The extended validation code signing certificate you need to avoid having your installer blocked by Windows SmartScreen is quite a bit more expensive.

https://stackoverflow.com/questions/48946680/how-to-avoid-th...

For Open Source Software, you can use SignPath for free: https://signpath.org

That's what we did for DB Browser for SQLite (sqlitebrowser.org), and it works well: https://sqlitebrowser.org/blog/signing-windows-executables-o...

SignPath also does stuff for commercial places too (https://signpath.io), but I have no idea of the pricing.

Well, you can still run unsigned software (by clicking through to a bit of a hidden option in the popup dialog), and they also even remove that through "reputation" if enough people approve said binary (exact bitwise binary, so every new version released will go through the same issue).

Signing on Windows is a pain in the arse and gets more expensive every year. I dread having to renew my certificate. Also they keep reducing the maximum certificate length, so you can't just do it once every 5 years, like you used to be able to.
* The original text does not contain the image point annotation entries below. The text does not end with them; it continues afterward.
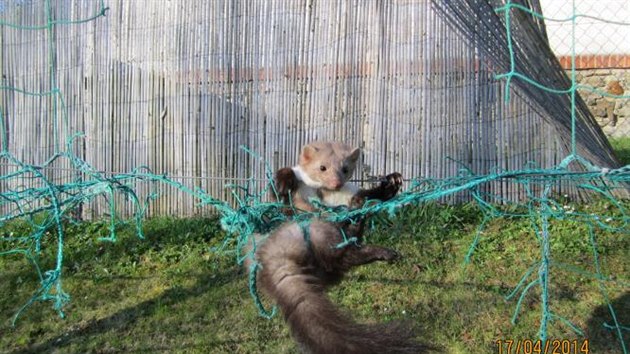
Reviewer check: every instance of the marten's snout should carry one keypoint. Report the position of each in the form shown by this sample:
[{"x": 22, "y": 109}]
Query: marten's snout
[{"x": 334, "y": 185}]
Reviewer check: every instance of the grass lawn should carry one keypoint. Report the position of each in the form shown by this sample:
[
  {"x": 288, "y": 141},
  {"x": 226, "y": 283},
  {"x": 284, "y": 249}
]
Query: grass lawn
[{"x": 172, "y": 293}]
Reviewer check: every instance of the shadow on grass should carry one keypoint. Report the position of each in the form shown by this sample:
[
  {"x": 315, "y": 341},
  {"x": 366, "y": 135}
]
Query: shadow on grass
[
  {"x": 123, "y": 320},
  {"x": 606, "y": 340}
]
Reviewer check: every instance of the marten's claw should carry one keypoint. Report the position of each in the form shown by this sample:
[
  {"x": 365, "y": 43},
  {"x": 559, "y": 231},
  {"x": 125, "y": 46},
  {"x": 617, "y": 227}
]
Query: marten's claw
[{"x": 285, "y": 181}]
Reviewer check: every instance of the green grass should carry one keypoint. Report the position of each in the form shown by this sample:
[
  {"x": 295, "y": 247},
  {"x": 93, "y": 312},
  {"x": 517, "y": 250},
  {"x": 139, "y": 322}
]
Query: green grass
[{"x": 171, "y": 293}]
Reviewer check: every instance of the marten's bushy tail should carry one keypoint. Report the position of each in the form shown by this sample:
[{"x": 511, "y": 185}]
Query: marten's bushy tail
[{"x": 295, "y": 273}]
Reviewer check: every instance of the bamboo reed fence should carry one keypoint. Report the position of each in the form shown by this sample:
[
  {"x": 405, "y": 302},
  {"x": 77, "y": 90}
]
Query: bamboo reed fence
[{"x": 180, "y": 86}]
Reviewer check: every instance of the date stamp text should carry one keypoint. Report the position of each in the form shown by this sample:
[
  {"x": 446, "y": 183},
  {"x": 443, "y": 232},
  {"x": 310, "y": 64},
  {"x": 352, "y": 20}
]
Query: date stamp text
[{"x": 552, "y": 346}]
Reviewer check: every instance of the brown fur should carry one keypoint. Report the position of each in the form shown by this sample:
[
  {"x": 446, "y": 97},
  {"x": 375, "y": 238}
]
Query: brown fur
[
  {"x": 323, "y": 171},
  {"x": 298, "y": 263},
  {"x": 297, "y": 269}
]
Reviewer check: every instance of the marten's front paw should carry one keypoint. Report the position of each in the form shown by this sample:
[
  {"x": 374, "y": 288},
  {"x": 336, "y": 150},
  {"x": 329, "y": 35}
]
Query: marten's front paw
[
  {"x": 392, "y": 184},
  {"x": 391, "y": 256},
  {"x": 285, "y": 181}
]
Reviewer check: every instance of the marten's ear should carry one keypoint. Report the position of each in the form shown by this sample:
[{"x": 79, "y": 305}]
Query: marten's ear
[
  {"x": 354, "y": 155},
  {"x": 308, "y": 153}
]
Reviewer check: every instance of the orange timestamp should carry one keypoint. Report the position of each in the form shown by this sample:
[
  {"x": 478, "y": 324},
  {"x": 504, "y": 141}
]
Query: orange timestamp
[{"x": 553, "y": 346}]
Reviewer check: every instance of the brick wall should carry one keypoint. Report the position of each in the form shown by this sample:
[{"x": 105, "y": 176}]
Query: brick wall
[{"x": 610, "y": 74}]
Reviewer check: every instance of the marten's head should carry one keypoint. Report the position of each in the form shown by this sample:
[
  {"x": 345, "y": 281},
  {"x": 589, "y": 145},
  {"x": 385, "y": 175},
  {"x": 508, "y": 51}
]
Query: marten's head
[{"x": 328, "y": 165}]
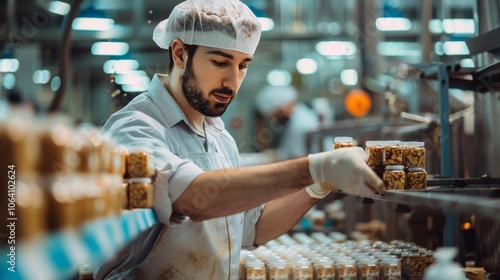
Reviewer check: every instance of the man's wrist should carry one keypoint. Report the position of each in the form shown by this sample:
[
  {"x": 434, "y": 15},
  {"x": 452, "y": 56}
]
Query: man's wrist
[{"x": 315, "y": 191}]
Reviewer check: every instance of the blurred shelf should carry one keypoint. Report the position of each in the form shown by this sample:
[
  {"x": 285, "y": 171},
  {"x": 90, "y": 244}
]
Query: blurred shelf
[
  {"x": 59, "y": 255},
  {"x": 473, "y": 199}
]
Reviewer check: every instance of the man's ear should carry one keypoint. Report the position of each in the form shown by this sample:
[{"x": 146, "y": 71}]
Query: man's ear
[{"x": 178, "y": 53}]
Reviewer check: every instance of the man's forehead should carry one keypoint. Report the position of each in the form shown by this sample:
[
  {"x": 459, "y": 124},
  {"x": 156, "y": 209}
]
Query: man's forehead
[{"x": 230, "y": 54}]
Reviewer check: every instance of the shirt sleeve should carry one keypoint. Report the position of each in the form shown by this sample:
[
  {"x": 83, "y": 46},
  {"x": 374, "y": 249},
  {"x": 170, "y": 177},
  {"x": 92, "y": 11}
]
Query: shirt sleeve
[
  {"x": 249, "y": 221},
  {"x": 174, "y": 174}
]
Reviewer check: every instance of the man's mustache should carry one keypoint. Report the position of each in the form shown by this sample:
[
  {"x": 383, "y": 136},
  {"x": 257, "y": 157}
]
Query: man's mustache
[{"x": 223, "y": 90}]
I can't remember how difficult it was to set up my initial Apple developer account (trauma related memory loss, perhaps) but it is dead simple to renew. Just pay the $99. I did it yesterday. Took about a minute.

It's expensive. I don't agree that it's harder, in the sense of TFA's technical struggles getting it to work. If you've got the money for the certificate, passing OV and signing the binary is easy. The difficulty of signing isn't the big problem we face on Windows. The main issue is that signing barely does anything: you still get hit with SmartScreen blocks even though it's signed. The return on your investment of time and money is just showing your name as the publisher in the SmartScreen prompt. The only way to avoid the SmartScreen prompt is by building reputation with lots of installs.
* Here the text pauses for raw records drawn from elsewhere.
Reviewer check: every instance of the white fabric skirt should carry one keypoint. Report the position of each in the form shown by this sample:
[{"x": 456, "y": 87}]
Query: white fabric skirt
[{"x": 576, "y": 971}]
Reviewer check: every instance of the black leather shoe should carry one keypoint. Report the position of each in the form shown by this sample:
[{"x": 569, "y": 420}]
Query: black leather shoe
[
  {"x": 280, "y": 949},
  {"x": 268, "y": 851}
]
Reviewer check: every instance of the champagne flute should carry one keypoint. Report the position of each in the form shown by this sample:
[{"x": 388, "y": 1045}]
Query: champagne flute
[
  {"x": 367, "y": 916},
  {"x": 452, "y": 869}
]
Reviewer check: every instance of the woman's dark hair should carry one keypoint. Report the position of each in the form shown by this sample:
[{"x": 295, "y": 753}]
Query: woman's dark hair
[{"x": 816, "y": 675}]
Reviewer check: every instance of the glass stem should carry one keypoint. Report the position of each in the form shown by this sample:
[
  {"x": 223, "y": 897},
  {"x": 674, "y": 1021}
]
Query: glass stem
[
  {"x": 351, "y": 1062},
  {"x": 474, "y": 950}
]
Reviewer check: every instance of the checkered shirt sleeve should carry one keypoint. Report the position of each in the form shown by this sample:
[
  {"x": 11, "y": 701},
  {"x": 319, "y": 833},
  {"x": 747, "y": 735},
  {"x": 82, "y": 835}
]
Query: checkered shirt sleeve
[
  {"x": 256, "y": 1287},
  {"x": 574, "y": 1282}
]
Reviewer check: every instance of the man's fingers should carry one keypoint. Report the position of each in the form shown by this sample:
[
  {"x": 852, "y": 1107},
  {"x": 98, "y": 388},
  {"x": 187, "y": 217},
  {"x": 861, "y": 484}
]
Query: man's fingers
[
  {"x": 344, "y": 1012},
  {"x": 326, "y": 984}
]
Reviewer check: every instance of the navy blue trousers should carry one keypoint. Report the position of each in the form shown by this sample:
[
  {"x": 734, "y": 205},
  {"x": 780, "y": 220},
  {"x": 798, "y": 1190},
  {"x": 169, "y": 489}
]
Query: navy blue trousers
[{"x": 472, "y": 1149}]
I still prefer this over having a Microsoft developer account and publishing in the store--I hate having to put my software through arbitrary store review processes--but it's not a good situation. SmartScreen is just about the worst thing ever to happen to indie developers on Windows. We're right there in the thick of it with macOS developers: different details, same struggle. Both of our corporate overlords want you to distribute software in their store, and you get the sense that they would end self-distribution entirely if they thought they could get away with it.

I note that TFA's author edited the post after-the-fact, changing the line about Windows. It originally claimed that Windows worked fine and they got "just an EXE" and that was that. I assume they finally tried it for real on a civilian computer and saw the SmartScreen block.

Yes, Windows is terrible, too. The entire desktop software world has lost its collective mind and the platforms are turning themselves into locked down game consoles just so that grandma doesn't accidentally install malware.